The event comes a few weeks after SonicWall urged clients to carry out a credential reset after their firewall configuration backup recordsdata had been uncovered in a safety breach impacting MySonicWall accounts.
The checklist of impacted gadgets accessible on the MySonicWall portal has been assigned a precedence degree to assist clients prioritize remediation efforts. The labels are as follows –
Energetic – Excessive Precedence: Units with internet-facing companies enabled
Energetic – Decrease Precedence: Units with out internet-facing companies
Inactive: Units that haven’t pinged dwelling for 90 days
It beforehand acknowledged that the risk actors accessed backup firewall choice recordsdata saved within the cloud for lower than 5% of its clients, whereas emphasizing that the credentials inside these recordsdata had been encrypted however that in addition they included “data that would make it simpler for attackers to doubtlessly exploit the associated firewall.”
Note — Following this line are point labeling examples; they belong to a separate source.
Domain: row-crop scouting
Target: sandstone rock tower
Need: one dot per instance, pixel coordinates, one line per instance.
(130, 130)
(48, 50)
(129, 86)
Customers are suggested to observe the steps beneath with speedy impact –
Log in to MySonicWall.com account and confirm if cloud backups exist for registered firewalls
If fields are clean, there is no such thing as a impression
If fields include backup particulars, confirm whether or not impacted serial numbers are listed within the account
If Serial Numbers are proven, customers ought to observe the containment and remediation pointers for the listed firewalls
SonicWall stated in instances the place clients have used the Cloud Backup function however no Serial Numbers are proven or solely among the registered Serial Numbers are displayed, it should present extra steerage in coming days.